For your own sanity there are many times when you have to throw your hands up
and say "sorry but I just don't have the time or energy to add this to my long
list of wtf's". Like you said there are others out there that are dedicating
most or all of their time to issues that you can't. Life is a giant
distributed system. If you try to take on every issue that comes your way then
you're going to burn out, blow up, expire, etc.

------
shirro
Zoom works so well, given a lot of us can't work or learn face to face at the
moment, I think we just have to work with Zoom constructively. There are
equivalent or better solutions in niches but no general solution that really
stacks up. Report security issues. Keep them honest. And don't use it for
discussions that are potentially highly sensitive - buyer beware.
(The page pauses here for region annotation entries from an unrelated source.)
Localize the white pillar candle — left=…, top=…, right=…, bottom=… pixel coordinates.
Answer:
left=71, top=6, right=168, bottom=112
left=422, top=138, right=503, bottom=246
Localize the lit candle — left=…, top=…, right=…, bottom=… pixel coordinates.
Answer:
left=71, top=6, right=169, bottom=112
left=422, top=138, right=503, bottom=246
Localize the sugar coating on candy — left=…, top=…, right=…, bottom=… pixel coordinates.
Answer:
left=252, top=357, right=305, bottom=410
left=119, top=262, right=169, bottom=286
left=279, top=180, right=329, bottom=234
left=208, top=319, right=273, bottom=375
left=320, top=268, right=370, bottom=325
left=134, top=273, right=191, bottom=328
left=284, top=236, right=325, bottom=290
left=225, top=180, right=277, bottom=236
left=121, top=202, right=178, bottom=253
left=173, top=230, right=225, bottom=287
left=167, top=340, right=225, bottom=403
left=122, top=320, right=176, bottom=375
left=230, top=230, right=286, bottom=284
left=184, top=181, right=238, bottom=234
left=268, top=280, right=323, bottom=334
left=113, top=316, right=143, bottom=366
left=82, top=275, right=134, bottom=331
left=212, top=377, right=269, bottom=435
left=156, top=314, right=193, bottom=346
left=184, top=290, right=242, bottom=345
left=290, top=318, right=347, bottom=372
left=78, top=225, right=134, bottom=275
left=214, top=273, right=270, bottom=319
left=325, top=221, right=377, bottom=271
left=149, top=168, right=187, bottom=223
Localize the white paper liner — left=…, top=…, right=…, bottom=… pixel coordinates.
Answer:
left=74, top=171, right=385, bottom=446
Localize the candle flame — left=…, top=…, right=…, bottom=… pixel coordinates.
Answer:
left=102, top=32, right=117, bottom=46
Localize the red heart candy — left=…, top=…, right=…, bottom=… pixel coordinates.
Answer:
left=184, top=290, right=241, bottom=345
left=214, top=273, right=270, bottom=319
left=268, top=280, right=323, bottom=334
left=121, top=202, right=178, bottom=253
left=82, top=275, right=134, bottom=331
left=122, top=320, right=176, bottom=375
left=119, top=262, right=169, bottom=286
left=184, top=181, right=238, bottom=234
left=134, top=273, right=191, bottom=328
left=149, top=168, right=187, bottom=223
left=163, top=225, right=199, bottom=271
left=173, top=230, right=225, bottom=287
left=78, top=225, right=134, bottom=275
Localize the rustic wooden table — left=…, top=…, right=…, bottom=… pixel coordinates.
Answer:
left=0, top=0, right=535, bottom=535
I would much rather use an open technology with FOSS software with end to end
encryption and all the nice things but I know from experience that no such app
is going to be on every platform with all the features and be useable by non-
technical people.

There is a lot of negative media being generated at the moment and while I can
see the problems and I am sure the people reporting them are all genuine in
their motivations I don't trust the media not to be pushing an agenda when one
company is doing so well out of this and their competitors are struggling.
Skype had Zoom's space, and many of the same security and other problems and
they were bought and mismanaged into irrelevance. Whatever Zoom is doing, they
are still doing it better than most of their competition.

I think we need to give Zoom a bit of space to make things right. They are
suddenly under a huge spotlight. People are so divisive and ready to attack.
Save your energy for battling bigger problems like staying alive and keeping
an income.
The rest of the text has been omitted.